SPARQL-Anything / sparql.anything

SPARQL Anything is a system for Semantic Web re-engineering that allows users to ... query anything with SPARQL.
https://sparql-anything.cc/
Apache License 2.0
197 stars 11 forks source link

Lightweight HTML Triplifier #484

Open jmkeil opened 3 weeks ago

jmkeil commented 3 weeks ago

The package io.github.sparql-anything.sparql-anything-html has a heavy storage footprint (>160MB) due to its dependency on com.microsoft.playwright.driver-bundle, which basically five times ships Node.js binaries (Windows, Linux, Linux ARM, Mac and Mac ARM). To my understanding, this is needed to run a headless browser that interprets JS in the triplified HTML.

I guess this is not needed in many use cases.

Therefore, I would like to ask you to consider providing an additional lightweight HTML Triplifier that just triplifies the static HTML document. This would result in significantly smaller binaries of upstream projects and would probably also improve the execution time.

enridaga commented 3 weeks ago

This is very much on point. There is a general problem in building an executable that ends up being terribly large because of all possible dependencies on features that a specific user may not need ... I am not sure how to fix this in the short term. One way could be to declare the dependency as "provided" in the module pom and add it in the launchers' build. I wonder whether there is any good practice we can refer to.

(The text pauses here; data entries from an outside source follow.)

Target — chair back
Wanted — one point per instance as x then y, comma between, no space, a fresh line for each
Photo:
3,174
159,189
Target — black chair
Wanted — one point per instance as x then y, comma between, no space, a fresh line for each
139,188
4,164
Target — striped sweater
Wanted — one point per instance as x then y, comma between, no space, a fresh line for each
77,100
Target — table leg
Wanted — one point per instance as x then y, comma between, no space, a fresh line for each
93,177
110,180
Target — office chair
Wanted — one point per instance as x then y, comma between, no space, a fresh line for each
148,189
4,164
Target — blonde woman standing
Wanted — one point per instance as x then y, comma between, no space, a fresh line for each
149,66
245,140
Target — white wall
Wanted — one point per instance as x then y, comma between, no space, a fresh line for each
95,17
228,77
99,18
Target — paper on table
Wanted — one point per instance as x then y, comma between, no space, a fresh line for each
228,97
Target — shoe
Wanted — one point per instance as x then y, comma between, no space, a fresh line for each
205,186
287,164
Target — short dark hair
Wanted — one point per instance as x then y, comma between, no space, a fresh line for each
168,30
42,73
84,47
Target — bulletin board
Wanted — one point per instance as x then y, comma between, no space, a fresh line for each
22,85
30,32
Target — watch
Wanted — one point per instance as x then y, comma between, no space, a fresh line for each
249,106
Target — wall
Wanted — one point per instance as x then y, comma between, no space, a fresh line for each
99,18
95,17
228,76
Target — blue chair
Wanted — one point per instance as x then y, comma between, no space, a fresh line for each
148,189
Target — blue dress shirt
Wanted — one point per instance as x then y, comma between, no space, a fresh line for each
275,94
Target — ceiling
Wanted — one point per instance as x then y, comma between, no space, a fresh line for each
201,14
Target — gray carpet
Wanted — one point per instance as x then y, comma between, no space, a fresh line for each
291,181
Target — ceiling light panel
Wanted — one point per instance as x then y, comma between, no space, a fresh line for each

justin2004 commented 3 weeks ago

it would be nice to make the build more a la carte but let's not clobber the ability to easily run the headless browser. i have had to use this capability several times.

jmkeil commented 3 weeks ago

I do not deny the existence of use cases for the headless variant. Therefore, my request was about a lightweight Triplifier in addition.

enridaga commented 2 weeks ago

@jmkeil I'd like to elaborate a strategy to cope with this issue and I think your case is perfect for that. Can you please clarify how are you using the package? Are you embedding the maven package in your own build? If this is the case, it should be as easy as marking the dependencies as provided in the POM and including them only in the runnable builds. Would that work?

jmkeil commented 2 weeks ago

I do not use it yet, but I consider to use it soon, to enable the import of data in several formats into my pipeline based tool. However, it is my concern that the binaries will become quiet large. I thought about either use sparql-anything-engine but exclude the maven packages for a few formats that I do not need or which are to large, or in the first place to only use the sparql-anything-* maven packages, I actually want. Having HTML among the supported formats would be nice, but increasing the binaries size by a magnitude wouldn't be worth it to me.